The new rules create a private right of action when a lender fails to invite distressed homeowners into the process of being reviewed for a modification of their loan or fails to review documents and forms that are submitted by homeowners in an timely fashion. It also requires that all loan servicers establish a single point of contact for distressed homeowners and creates a right to appeal an unfavorable decision, to a separate team of underwriters when a homeowner is turned down for a loan modification or a short sale.
If the loan servicer fails to approach a loan modification of short sale in good faith, then a homeowner has a right to sue to recover actual damages, statutory penalties and their attorney’s fees.

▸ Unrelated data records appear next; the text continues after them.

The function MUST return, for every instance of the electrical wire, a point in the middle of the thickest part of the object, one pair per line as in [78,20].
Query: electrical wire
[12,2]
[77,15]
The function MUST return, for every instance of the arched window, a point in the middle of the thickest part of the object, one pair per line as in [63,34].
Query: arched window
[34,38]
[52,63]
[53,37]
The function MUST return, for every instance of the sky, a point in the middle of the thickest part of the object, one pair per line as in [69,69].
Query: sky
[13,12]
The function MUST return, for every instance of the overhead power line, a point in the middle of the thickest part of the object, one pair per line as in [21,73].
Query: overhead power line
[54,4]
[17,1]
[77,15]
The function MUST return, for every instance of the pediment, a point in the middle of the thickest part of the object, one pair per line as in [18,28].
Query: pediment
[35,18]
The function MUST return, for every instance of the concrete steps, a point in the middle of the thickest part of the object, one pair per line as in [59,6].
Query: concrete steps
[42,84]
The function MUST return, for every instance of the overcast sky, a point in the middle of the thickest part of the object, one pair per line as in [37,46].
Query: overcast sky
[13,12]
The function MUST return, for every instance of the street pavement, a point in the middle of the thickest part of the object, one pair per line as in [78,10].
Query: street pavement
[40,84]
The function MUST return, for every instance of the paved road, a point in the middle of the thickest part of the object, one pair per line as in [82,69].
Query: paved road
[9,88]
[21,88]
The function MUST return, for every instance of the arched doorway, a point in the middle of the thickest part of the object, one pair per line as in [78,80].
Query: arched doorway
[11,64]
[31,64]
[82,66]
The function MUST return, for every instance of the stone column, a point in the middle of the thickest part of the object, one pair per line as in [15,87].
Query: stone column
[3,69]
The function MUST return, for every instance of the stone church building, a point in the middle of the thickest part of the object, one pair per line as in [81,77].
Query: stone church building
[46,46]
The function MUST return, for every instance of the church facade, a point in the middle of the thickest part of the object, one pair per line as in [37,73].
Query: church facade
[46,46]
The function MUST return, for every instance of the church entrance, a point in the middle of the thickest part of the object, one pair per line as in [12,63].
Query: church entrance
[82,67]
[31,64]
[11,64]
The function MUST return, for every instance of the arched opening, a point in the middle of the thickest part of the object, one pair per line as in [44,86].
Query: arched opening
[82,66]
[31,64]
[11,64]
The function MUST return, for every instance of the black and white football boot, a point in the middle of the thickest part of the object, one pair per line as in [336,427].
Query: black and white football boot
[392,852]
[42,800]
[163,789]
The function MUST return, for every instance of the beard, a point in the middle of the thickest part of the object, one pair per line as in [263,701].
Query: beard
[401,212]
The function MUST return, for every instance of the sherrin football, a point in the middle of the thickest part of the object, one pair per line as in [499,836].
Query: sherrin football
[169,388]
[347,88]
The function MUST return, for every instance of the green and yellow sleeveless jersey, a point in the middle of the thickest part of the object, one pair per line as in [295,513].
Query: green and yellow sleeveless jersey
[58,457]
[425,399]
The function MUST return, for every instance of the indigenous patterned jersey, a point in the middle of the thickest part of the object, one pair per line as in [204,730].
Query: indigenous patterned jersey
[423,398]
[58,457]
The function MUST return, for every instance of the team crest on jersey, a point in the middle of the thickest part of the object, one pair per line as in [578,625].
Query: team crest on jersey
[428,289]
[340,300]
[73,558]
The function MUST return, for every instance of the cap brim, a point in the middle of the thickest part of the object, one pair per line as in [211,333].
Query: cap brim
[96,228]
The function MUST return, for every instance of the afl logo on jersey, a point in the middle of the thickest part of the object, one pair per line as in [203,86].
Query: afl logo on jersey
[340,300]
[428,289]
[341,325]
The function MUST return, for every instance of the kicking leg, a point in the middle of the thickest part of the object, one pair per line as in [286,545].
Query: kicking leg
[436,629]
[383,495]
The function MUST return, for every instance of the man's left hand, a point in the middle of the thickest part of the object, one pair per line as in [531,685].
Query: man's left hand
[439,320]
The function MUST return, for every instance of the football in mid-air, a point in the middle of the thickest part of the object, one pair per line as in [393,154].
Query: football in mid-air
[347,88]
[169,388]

The rules also require loan servicers, most of whom do not own the loans they service to share information with homeowners and their lawyers about who the actual owner of their loan is, information about how payments are (or are not being applied), copies of inspection reports and appraisals of a property that will give a homeowner and their lawyers much more of the information necessary.
And, if they don’t give a homeowner the information requested, once again the new rules allow that homeowner the right to sue the loan servicer to force them to do so.
This information will allow lawyers for distressed homeowners to negotiate much better solutions.
The rules also prohibit a foreclosure filing until a homeowner is more than 120 days in default and prevents “dual tracking” a practice by which lenders promise to consider a loan modification while moving forward to takes someone’s home by foreclosure at the same time. This will allow much more time before a foreclosure is filed to work out a solution.
What this means for homeowners who are in financial distress or who anticipate that they might be is that they should retain a lawyer as soon as possible in the process.
While the new regulations are extremely consumer friendly, they are also fairly complicated and require that the requests for modification or information being put forward in a highly technical and specific way to make sure that one’s right to sue and seek injunctions are protected.
Because of the new protections a homeowner facing a possible foreclosure should retain a lawyer who understands the new regulations as early as possible in the process.
Dan Solar a colleague from the Dann Law Firm and I attended a seminar this weekend that brought together some of the best minds in the country on these new regulations including Max Gardner, who is the nation’s preeminent expert in defending homeowners facing foreclosure, a lawyer from the Consumer Finance Protection Bureau, a former General Counsel for a Large Loan Servicer, and Jay Patterson who is a recognized expert in abuses in the loan servicing industry.
We have returned enthusiastic about putting these new rules to work to protect homeowners and consumers in Ohio.